0 refers to misc.forsale, 1 refers to sci.electrocnics, and 2 refers to category 'talk.religion,misc'

In [7]:
# to check the categores we are dealing with
news_data.target_names

['misc.forsale', 'sci.electronics', 'talk.religion.misc']

In [8]:
# We do need to store news_data and the above categories in a pandas dataframe and view it
news_data_df = pd.DataFrame({'text' : news_data['data'], 'category': news_data.target})
news_data_df.head()

Unnamed: 0,text,category
0,From: Steve@Busop.cit.wayne.edu (Steve Teolis)...,0
1,From: jks2x@holmes.acc.Virginia.EDU (Jason K. ...,0
2,From: wayne@uva386.schools.virginia.edu (Tony ...,1
3,From: lihan@ccwf.cc.utexas.edu (Bruce G. Bostw...,1
4,From: myoakam@cis.ohio-state.edu (micah r yoak...,0


In [10]:
# To count the occurences iof each category
news_data_df['category'].value_counts()


1    591
0    585
2    377
Name: category, dtype: int64

 we will use a lambda function to extract tokens from each 'text' of the news_data_df DataFrame, check whether any of these tokens are stop words, lemmatize them, and concatenate them side by side. We make use of the join function to concatenate a list of words into a single sentence. We use the regular expression (re) to replace anything other than alphabets, digits, and white spaces with blank space.

In [12]:
import nltk
nltk.download('punkt')
news_data_df['cleaned_text'] = news_data_df['text'].apply(\
lambda x : ' '.join([lemmatizer.lemmatize(word.lower()) \
  for word in word_tokenize(re.sub(r'([^\s\w]|_)+', ' ', str(x))) if word.lower() not in stop_words]))
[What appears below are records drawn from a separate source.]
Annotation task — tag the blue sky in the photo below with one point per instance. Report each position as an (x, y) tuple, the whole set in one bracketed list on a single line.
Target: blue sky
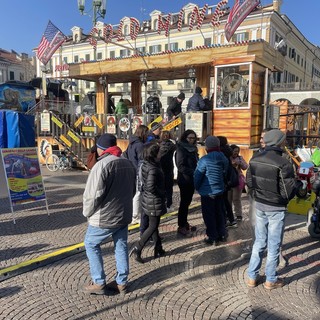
[(22, 22)]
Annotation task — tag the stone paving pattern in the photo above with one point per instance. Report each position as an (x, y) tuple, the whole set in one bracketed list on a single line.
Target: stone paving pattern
[(193, 281)]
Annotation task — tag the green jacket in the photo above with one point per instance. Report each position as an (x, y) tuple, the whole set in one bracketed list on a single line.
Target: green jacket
[(121, 108)]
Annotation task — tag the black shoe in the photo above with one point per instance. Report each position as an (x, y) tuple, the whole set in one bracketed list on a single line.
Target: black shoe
[(159, 252), (136, 254), (208, 241), (223, 239), (191, 228)]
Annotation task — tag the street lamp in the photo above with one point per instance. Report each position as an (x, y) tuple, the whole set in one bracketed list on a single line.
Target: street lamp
[(103, 81), (192, 74), (143, 80), (98, 9)]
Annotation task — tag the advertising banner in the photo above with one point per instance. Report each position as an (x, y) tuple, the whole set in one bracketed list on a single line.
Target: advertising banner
[(23, 175)]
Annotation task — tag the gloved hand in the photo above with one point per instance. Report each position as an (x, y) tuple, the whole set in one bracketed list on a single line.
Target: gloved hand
[(304, 184)]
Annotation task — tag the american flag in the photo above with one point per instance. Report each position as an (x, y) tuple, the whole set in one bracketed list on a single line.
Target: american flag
[(51, 40), (238, 13)]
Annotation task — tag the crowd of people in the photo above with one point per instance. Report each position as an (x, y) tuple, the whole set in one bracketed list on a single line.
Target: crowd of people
[(136, 186)]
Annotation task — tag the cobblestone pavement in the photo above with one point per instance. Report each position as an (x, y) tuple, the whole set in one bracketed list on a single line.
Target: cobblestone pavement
[(193, 281)]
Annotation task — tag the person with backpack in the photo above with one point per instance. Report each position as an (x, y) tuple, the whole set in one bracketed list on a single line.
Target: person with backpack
[(235, 193), (153, 105), (232, 180), (209, 181), (153, 200), (134, 154)]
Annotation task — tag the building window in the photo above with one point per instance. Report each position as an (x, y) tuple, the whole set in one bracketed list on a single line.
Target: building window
[(172, 46), (155, 49), (207, 42), (239, 37), (189, 44), (232, 83), (124, 53), (155, 24), (126, 30), (141, 49)]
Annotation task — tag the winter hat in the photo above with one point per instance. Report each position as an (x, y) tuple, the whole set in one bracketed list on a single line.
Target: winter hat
[(198, 90), (181, 96), (212, 142), (274, 137), (155, 126), (106, 141)]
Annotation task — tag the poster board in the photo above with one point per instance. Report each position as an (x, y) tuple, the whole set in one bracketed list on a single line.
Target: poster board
[(23, 176), (194, 121)]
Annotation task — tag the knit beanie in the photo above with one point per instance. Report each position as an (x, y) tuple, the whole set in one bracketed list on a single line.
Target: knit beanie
[(155, 126), (181, 96), (198, 90), (274, 137), (212, 142), (106, 141)]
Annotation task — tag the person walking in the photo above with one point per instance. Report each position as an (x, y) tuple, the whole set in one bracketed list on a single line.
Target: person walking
[(196, 102), (227, 151), (121, 108), (167, 149), (153, 200), (271, 182), (174, 108), (209, 181), (186, 161), (134, 154), (235, 193), (107, 204)]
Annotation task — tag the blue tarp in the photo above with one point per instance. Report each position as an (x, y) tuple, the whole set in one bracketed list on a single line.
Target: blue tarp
[(16, 129)]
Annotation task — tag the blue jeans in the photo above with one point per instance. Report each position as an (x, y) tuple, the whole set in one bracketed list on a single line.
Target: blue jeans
[(269, 228), (94, 237)]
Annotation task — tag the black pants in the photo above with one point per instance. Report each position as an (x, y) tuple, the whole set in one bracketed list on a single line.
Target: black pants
[(186, 194), (213, 216), (151, 231), (168, 183), (227, 207)]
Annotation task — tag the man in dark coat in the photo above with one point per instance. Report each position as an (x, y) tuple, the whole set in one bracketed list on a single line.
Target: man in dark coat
[(196, 102), (271, 181), (153, 105), (174, 108)]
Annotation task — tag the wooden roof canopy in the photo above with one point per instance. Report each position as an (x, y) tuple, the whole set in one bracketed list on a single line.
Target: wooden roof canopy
[(175, 64)]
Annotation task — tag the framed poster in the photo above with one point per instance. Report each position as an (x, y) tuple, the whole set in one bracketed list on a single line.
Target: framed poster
[(194, 121), (23, 175)]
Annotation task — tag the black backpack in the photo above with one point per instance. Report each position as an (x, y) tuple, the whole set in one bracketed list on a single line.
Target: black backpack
[(232, 176)]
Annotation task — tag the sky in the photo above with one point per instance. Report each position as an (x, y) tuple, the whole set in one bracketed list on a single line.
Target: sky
[(22, 22)]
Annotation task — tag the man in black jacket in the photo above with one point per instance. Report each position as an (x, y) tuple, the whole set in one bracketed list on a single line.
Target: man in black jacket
[(271, 181), (174, 108)]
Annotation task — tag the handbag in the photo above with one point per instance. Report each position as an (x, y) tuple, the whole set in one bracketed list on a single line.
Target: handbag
[(242, 181)]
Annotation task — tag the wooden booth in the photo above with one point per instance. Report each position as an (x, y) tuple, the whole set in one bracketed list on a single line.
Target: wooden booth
[(240, 73)]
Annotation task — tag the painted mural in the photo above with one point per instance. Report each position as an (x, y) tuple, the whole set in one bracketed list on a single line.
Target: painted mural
[(17, 97)]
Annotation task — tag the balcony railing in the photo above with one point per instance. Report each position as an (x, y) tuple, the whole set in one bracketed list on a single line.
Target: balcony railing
[(295, 86)]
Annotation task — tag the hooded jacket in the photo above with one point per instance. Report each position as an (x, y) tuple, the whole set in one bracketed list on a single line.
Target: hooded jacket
[(153, 200), (110, 188), (270, 178)]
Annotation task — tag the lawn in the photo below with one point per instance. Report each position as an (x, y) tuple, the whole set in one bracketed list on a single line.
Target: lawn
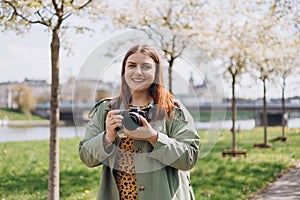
[(24, 165)]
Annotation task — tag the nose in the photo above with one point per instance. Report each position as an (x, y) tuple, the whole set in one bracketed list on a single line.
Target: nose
[(138, 70)]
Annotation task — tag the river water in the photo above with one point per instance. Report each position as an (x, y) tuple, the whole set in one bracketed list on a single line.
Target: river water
[(8, 133)]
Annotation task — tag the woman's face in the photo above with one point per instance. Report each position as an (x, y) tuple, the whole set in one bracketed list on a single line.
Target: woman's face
[(139, 72)]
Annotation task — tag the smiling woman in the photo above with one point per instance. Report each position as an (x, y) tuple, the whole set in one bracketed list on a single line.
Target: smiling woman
[(153, 160)]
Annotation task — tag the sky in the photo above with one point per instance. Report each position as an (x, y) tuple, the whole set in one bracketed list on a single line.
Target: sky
[(28, 56)]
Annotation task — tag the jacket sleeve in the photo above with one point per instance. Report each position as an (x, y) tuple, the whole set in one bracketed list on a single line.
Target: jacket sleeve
[(178, 147), (91, 147)]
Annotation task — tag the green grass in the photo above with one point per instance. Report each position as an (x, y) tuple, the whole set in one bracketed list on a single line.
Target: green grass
[(206, 116), (14, 114), (24, 168)]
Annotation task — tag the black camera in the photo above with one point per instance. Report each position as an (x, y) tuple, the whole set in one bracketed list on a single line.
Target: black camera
[(131, 120)]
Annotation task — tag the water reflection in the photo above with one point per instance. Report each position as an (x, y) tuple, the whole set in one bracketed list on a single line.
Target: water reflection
[(8, 133)]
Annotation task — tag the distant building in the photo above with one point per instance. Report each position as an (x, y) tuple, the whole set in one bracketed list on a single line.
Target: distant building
[(87, 90)]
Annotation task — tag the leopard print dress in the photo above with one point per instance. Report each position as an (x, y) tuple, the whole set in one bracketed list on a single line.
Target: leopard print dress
[(125, 170)]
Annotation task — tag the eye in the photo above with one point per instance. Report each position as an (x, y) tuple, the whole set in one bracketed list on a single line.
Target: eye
[(146, 67)]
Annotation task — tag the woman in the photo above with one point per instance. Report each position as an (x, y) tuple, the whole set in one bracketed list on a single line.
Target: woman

[nltk_data] Downloading package punkt to /root/nltk_data...
[nltk_data]   Unzipping tokenizers/punkt.zip.


`news_data_df['cleaned_text'] =` This creates a new column in the DataFrame called 'cleaned_text'.

`news_data_df['text'].apply(\` will apply a function to each entry in the 'text' column of the DataFrame.

`lambda x : ' '.join([lemmatizer.lemmatize(word.lower()) \` will use a lambda function to lower the case of each word, lemmatize the word (normalizes the word by reducing it to its base or root form) and then joins the lemmatized words back into a sentence.

`for word in word_tokenize(re.sub(r'([^\s\w]|_)+', ' ', str(x)))` will tokenizes the text (breaking the text into individual words), and for each word, it also removes any punctuation or special characters using a regular expression (regex).

`if word.lower() not in stop_words])) will check if the normalized (lowercase) word is not in the list of stop words and removes any that are. Stop words are common words like 'is', 'the', 'and' etc that usually do not contribute to the meaning of a sentence.

In summary, the above code will clean up the text data, allowing better analysis of the data or better results when used in machine learning models.